With his passion for sport, aviation, and car racing, Ruge perfectly fit the role of the ideal protagonist in this era of optical sensations and speed. His thirst for adventure took him on travels around Europe, Africa, South America, and even into war zones. His best-known photo series show the photographer himself carrying out spectacular feats. The extreme overhead shots, dizzying worm’s-eye views, daring angles, tilted horizons, radical close-ups, and unusual perspectives on the unfolding action reveal his debt to Neues Sehen (New Vision). Ruge’s work brings together a heterogeneous mix of politics, a fascination with technology, a love of experimentation, and visual irony and storytelling.
To balance out his extraordinary experiences, Ruge also sought the concentration of the photo studio. This is where he carried out his visual experiments, staging scenes and creating the “Fantasy of Small Things”—quiet photographic studies in the tradition of the European avantgarde. At the same time, he caricatured the work of traditional photographic studios with a sharp irony. Here, Ruge both exploited the new technical possibilities of photography and used concepts of functionality, effect, and authorship—up to and including the conscious cultivation of his own image.
The curator and photo historian Ute Eskildsen has researched the exhibition Willi Ruge . Fotoaktuell for C/O Berlin and curated together with Felix Hoffmann to assemble the first worldwide retrospective.

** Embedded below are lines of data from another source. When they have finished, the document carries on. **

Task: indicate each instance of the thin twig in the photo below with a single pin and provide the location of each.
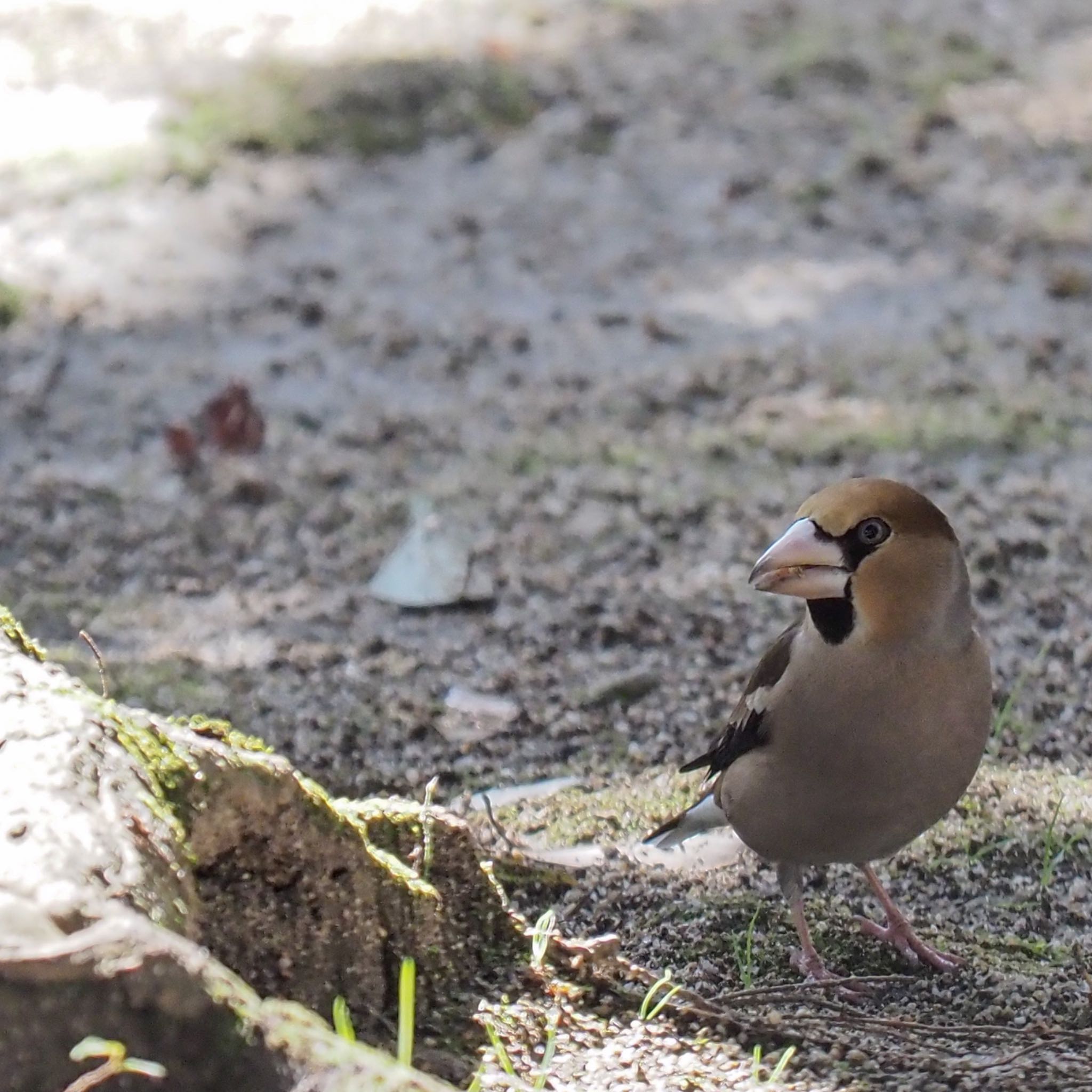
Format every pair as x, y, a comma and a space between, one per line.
797, 991
99, 660
496, 826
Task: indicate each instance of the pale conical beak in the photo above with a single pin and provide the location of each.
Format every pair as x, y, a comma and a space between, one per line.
802, 563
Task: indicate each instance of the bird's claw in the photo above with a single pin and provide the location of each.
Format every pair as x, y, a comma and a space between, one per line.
913, 948
815, 970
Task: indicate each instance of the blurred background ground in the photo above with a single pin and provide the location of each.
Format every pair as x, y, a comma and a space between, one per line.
615, 285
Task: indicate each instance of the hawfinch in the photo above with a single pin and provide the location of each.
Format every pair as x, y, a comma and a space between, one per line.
865, 721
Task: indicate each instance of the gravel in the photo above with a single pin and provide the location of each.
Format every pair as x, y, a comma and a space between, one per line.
702, 259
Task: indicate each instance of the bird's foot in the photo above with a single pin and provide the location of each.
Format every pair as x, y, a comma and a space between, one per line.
814, 969
900, 935
810, 966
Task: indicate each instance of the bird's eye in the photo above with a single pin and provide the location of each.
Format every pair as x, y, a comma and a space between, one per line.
873, 532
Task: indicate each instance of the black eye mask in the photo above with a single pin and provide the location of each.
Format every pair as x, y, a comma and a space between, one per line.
834, 619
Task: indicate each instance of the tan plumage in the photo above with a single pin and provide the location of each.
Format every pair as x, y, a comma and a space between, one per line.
864, 722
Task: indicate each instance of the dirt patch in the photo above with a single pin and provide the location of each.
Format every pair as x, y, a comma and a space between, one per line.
732, 254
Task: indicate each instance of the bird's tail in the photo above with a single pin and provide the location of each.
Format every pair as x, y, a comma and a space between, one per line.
698, 818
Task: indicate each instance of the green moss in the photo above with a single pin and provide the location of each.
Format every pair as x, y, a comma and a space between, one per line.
307, 1041
11, 304
18, 636
374, 109
223, 731
358, 815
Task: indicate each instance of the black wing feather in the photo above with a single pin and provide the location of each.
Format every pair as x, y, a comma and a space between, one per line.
746, 730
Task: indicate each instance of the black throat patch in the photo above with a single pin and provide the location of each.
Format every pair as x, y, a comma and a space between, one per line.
833, 619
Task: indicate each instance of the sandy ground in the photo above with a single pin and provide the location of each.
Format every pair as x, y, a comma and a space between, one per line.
652, 275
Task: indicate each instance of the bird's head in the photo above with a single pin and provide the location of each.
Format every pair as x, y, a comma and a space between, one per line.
872, 552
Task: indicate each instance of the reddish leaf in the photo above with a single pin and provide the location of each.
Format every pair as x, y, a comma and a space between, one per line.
234, 423
183, 445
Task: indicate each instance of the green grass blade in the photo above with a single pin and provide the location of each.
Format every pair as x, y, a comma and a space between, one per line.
343, 1022
498, 1049
548, 1053
407, 997
782, 1064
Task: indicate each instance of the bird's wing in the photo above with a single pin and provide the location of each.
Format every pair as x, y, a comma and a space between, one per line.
744, 732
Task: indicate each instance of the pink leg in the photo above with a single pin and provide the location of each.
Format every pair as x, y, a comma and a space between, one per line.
898, 930
807, 960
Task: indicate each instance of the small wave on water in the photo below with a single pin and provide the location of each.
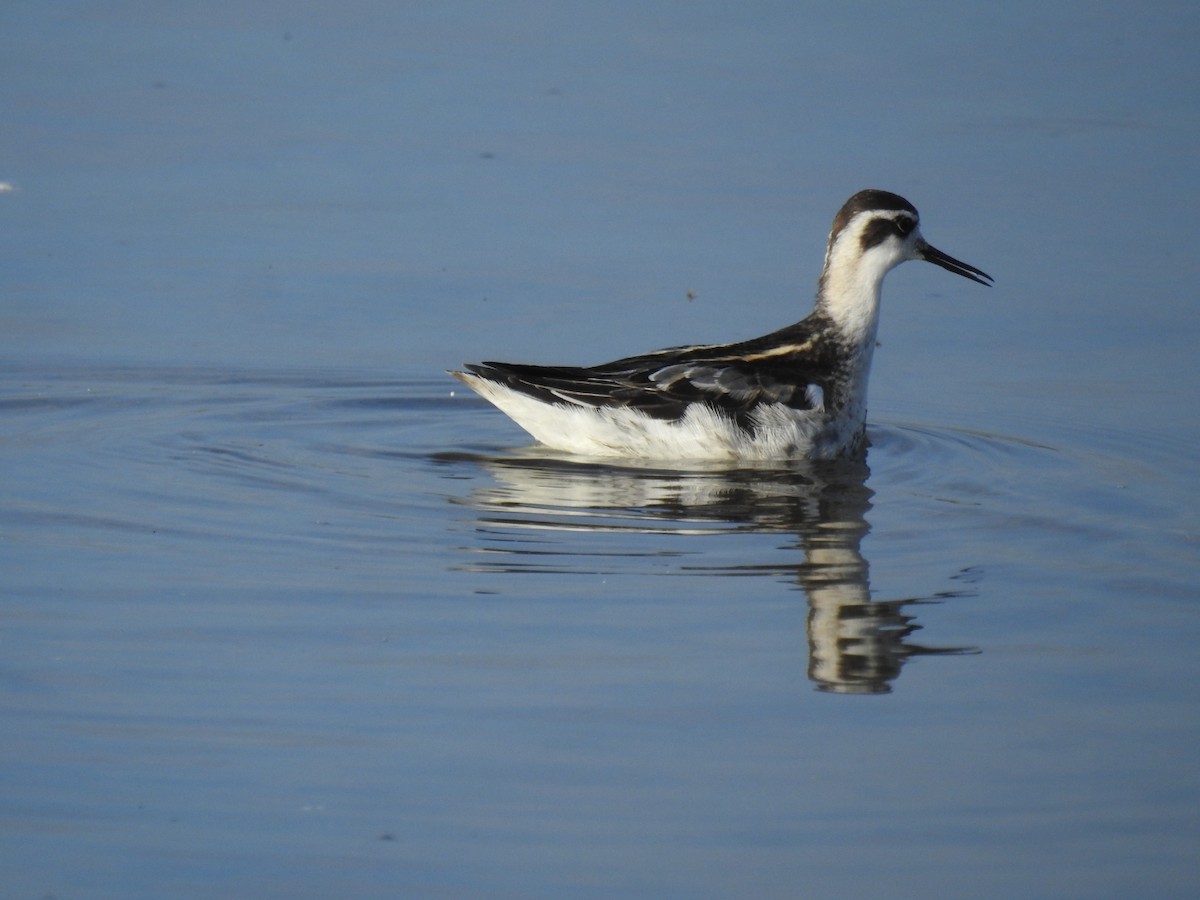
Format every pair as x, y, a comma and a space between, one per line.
265, 469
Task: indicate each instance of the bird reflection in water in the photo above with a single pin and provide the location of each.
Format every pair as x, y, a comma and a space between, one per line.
856, 645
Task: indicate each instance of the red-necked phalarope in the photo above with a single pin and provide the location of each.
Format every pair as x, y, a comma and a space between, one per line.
796, 393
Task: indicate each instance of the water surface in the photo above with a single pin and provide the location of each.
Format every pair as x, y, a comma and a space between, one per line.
285, 612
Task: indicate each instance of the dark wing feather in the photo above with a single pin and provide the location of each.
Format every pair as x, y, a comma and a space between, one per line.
735, 378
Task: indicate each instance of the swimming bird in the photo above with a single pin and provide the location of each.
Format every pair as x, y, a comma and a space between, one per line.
797, 393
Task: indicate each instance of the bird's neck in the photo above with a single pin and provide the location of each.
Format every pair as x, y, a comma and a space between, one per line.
849, 297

Around 140 vintage photographs from Ruge’s oeuvre—some of which have never been exhibited before—will be on display. The images had to be laboriously tracked down in numerous agency and publishing archives, as Ruge’s entire image archive
was destroyed during an air raid on Berlin-Schöneberg in 1943. This exhibition marks the continuation of C/O Berlin’s series on contemporaneous historical photography, which has already exhibited the life work of Roger Melis, Fritz Eschen, Will McBride, and Rudi Meisel. Steidl will publish a catalog on the occasion of the exhibition.